2011 is the year the butterfly flies. I peering on the ledge, knowing that attending Making Things Happen in New York City will give me the courage to fly.
-
Dear Lara,
My name is Linnea and my dream is to run my photography business full-time. Noticing and appreciating love through photography is my passion. Last year in June I discovered your blog post, “Get Fired Up” from the 24th of November, 2009. With a surge of excitement, I started a brand new moleskine journal and filled four blank sheets up. I wrote, “Getting started is the most difficult part for me… sometimes I feel like I don’t know how to ‘get there’, but I am starting to learn that I need to break it down step-by-step, take action, and BUILD.” I struggled with thinking I needed to know everything before I could create something substantive with my business. This left me in a constant state of gathering – I learned, I soaked information and ideas in to the point of over-saturation – I had dug my foundation deep, but was scared to lay that first brick down. The words on those four pages shored my heart up with determination and thankfulness. My blessings were reflected in the love and encouragement of my family, and I realized I certainly DID have the resources around me to take action NOW. I attended a small business workshop at the library, and in October, 2010 walked to the courthouse wearing my red power shoes and made Linnea Paulina Photography an official business.Now here’s the part of my story which I am incredibly shy to mention, but have resolved to share with you : I have served in the U.S. Coast Guard for the past eight years, but have decided to transition out of the service next spring in order to pursue my business dreams and start a family. My heart is peaceful in this decision, but sometimes I am still filled with worry and uncertainty because I know there are a lot of things I need to make happen in between now and then. In 2011, I will refine my brand into a tangible experience, gather the courage to share my story authentically, and strive to infuse each day with patience and purpose. I would love to attend the MTH intensive in Pensacola. It would be an immense gift to be surrounded by others who are dedicated to their passions, and desire to take the best care of themselves and others. This intensive would be especially valuable to me as I prepare for my career transition and try my best to arm myself with the confidence and tools I’ll need to create a new life for myself (outside the Coast Guard)! To be in a room filled with people helping build each other up would be a powerful experience I’d be humbled to be a part of.

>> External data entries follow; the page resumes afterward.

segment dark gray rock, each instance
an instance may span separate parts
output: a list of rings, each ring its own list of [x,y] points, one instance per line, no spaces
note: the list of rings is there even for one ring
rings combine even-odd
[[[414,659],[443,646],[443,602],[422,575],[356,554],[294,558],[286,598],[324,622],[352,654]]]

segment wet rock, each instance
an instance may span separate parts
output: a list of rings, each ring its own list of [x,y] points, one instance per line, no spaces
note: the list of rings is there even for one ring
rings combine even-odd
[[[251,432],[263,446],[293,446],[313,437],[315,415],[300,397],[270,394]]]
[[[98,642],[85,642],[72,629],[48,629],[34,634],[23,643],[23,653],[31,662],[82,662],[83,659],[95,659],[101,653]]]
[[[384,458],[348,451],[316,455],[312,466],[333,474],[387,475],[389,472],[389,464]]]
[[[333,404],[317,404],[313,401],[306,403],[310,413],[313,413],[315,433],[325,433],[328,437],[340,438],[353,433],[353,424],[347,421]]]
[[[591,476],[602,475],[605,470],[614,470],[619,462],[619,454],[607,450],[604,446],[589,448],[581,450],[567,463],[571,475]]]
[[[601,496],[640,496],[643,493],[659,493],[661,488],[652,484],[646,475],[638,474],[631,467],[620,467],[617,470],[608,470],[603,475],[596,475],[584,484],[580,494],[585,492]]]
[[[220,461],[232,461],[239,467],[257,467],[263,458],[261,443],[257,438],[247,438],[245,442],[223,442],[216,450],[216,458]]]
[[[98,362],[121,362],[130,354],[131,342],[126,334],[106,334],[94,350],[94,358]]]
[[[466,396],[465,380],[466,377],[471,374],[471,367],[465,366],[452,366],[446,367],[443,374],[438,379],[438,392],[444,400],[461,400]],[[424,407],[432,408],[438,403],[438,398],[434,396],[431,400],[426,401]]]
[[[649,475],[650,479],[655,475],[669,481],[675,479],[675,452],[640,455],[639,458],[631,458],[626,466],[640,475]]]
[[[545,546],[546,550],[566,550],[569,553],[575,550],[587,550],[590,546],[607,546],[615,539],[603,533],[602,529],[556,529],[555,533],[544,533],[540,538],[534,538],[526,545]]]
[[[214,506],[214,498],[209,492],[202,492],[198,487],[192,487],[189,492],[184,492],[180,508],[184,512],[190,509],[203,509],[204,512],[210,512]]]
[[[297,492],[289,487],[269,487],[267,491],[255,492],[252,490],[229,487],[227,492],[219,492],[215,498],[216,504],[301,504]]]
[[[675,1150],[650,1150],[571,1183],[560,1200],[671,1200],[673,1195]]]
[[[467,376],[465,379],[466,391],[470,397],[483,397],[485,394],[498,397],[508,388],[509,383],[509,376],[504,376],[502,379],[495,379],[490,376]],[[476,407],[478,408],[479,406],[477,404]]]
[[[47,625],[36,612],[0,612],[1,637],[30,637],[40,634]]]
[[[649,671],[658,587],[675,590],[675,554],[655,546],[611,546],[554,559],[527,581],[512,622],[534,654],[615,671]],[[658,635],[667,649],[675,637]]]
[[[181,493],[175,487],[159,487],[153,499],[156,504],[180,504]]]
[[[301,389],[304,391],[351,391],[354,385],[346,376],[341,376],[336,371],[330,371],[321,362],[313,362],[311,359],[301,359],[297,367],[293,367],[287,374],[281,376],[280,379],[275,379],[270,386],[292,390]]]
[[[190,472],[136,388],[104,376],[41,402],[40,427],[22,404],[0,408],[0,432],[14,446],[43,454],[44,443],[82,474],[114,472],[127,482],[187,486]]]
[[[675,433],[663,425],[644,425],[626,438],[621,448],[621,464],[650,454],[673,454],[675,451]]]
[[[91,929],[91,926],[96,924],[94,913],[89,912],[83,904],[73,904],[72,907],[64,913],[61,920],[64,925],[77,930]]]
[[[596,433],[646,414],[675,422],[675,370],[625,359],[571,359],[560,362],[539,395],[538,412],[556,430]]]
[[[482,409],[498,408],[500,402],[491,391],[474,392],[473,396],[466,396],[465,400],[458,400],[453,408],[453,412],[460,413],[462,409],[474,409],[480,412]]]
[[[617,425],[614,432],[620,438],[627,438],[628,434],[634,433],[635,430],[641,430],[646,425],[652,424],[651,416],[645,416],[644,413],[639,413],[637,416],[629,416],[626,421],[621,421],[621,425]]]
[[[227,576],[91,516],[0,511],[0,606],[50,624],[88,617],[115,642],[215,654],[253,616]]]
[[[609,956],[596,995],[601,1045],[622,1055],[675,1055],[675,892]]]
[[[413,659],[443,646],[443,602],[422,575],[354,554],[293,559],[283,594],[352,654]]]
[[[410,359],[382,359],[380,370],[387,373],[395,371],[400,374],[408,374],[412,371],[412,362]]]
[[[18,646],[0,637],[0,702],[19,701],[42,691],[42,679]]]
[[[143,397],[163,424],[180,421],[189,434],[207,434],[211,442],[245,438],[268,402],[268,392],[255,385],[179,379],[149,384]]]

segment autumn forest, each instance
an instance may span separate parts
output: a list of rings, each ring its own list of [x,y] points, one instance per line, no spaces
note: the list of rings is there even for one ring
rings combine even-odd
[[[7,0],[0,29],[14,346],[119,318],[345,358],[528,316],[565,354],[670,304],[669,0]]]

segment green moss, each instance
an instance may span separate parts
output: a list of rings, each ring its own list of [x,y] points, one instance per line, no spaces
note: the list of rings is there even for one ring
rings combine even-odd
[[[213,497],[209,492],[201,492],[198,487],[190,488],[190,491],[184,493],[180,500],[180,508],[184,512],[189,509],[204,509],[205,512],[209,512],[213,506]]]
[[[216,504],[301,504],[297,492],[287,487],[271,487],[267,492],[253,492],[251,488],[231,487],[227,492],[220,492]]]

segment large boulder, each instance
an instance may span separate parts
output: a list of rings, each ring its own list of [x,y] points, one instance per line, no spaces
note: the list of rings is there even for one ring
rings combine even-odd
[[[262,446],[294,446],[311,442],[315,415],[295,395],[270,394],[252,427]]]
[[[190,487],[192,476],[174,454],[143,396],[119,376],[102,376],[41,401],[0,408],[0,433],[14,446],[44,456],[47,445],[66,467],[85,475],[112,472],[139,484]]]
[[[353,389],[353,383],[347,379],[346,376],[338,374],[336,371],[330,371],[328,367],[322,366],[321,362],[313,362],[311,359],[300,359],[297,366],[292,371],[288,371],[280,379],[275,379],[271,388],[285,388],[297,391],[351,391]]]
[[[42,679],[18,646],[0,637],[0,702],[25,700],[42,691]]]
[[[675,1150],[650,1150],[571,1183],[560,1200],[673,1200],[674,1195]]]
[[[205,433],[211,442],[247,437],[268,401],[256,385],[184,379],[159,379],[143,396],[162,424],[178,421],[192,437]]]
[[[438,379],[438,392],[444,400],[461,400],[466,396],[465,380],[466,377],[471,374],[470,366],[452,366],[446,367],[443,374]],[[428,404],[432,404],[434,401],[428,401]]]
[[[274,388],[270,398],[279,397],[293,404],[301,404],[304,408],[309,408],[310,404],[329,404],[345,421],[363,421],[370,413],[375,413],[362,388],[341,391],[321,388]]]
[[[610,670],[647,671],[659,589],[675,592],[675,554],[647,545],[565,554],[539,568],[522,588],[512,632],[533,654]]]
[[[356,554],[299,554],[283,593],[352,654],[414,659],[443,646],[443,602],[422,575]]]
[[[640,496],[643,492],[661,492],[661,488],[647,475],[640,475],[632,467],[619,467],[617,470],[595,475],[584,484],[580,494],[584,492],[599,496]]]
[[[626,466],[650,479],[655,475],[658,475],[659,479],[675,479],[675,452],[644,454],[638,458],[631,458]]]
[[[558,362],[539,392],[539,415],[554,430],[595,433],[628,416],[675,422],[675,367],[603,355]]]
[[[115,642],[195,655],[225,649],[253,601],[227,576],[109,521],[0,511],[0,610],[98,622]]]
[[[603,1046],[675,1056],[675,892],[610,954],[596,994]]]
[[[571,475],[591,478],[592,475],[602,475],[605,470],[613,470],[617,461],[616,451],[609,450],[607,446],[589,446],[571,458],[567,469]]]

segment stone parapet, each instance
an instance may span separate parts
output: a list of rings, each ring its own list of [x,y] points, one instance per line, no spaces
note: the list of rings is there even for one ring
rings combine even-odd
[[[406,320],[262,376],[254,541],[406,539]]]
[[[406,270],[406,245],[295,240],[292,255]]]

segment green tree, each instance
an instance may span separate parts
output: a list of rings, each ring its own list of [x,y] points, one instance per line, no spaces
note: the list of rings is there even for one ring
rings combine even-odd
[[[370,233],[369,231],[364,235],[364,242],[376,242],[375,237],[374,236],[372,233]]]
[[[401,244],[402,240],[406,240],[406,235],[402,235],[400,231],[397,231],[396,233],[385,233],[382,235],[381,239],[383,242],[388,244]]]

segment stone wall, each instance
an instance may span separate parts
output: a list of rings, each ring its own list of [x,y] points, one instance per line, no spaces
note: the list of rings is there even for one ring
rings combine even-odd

Thank you for this opportunity, and happy independence day!
Linnea -
There are so many things I want to make happen this year. I want to grow in my walk with christ, my role as a husband to my amazing wife, and be a better friend. I feel like personal relationships have suffered due to my drive to build a business and that needs to change. I also want to open an office in manhattan, lose 75 pounds, vacation more, unplug and relax. And oh did I mention that I want to bring my business to the next level. Many other goals that I want to make happen. Happy fourth of July!
-
Gorgeous pic of you, Harmony, and Jasmine!